Note how in Jehanne you can debug any program or library running in user space with few simple gdb functions.

If $JEHANNE_DEVELOPER_DIR/gdbinit exists it is sourced, providing another hook to ease your debug as you like.

If $JEHANNE_GDB_LOGS is defined the whole session will be logged there, prepended with the current commit hash and a brief summary of the repository status.

The workhorse

A simplified kernel is built before the others: the workhorse.
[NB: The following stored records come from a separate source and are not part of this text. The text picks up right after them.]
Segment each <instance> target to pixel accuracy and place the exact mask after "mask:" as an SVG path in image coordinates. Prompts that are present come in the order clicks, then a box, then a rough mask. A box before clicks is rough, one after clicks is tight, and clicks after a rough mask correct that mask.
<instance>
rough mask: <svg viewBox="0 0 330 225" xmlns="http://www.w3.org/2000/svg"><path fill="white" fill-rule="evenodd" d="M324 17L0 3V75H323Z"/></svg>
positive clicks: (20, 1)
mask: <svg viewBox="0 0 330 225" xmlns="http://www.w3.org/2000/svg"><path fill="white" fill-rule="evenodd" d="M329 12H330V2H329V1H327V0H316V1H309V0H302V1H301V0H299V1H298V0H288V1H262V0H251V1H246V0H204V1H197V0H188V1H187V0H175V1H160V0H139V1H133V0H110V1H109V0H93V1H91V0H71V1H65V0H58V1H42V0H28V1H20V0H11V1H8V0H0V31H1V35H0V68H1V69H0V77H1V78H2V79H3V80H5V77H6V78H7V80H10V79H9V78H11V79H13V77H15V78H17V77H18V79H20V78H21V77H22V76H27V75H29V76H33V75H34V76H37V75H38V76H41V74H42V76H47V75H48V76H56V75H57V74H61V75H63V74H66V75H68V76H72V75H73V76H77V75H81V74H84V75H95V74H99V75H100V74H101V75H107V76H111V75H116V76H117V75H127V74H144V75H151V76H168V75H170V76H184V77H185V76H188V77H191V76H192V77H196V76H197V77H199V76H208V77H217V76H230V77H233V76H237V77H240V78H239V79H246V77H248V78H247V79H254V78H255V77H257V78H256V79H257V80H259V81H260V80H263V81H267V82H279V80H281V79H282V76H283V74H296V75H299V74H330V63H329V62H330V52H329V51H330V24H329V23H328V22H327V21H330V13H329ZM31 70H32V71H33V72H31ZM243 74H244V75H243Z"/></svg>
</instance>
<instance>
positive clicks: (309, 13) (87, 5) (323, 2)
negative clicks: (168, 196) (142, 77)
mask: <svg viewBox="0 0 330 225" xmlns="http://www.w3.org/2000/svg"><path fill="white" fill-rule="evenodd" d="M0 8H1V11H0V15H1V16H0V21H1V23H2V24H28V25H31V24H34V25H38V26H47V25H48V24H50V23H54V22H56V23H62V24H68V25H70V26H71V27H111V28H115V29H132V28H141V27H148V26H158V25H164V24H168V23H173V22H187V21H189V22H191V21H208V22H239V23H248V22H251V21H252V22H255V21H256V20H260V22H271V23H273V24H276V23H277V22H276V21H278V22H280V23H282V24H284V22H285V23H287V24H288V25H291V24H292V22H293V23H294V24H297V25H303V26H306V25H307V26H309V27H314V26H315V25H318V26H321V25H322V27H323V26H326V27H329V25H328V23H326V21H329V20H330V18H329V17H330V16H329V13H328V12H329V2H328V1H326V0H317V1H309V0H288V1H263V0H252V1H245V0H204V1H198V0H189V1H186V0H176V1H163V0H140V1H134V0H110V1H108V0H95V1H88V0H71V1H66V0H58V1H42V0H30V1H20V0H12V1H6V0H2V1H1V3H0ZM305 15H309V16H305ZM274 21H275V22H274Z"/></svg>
It’s used during the compilation, whenever we need to run a Jehanne’s program that is impractical to port to Linux. For example it’s run in a qemu instance to create the initial ram disk for the other kernels.

Custom Go tools

Here is a brief summary of the other custom tools in ./hacking/src/jehanne/cmd/:

runqemu
runs Jehanne in a qemu instance and send commands to it. It is used both during compilation (to create the initial ram disk, for example) and to run quality checks.
ksyscalls and usyscalls
produce the boring code for system calls, in kernel and in libc respectively. It reads sysconf.json.
mksys
produces several headers reading from the sysconf.json too
data2c and elf2c
embeed in programs in kernels (mainly in the workhorse).
fetch
downloads external resources listed in a fetch.json file
telnet
can connect a running instance of Jehanne. It was used before drawterm was available.
preen
pretty print the JSON files used by build

Inside the development shell, these tools are available in $PATH.

Miscellaneous utilities

Among devtools you can also find several shell scripts and files that are designed to be used only from the repository root.

In the default configuration (see cfg/startup), Jehanne is started as a cpu server owned by glenda. You can connect it with the ./hacking/drawterm.sh script. The password is “demodemo”.

Finally ./hacking/continuous-build.sh and ./hacking/coverity-scan.sh are used during continuous build.

Third parties

In the hacking/third_party directory you can file the Go 9P2000 server used during development and drawterm, both downloaded as git submodules and compiled by ./hacking/buildtools.sh.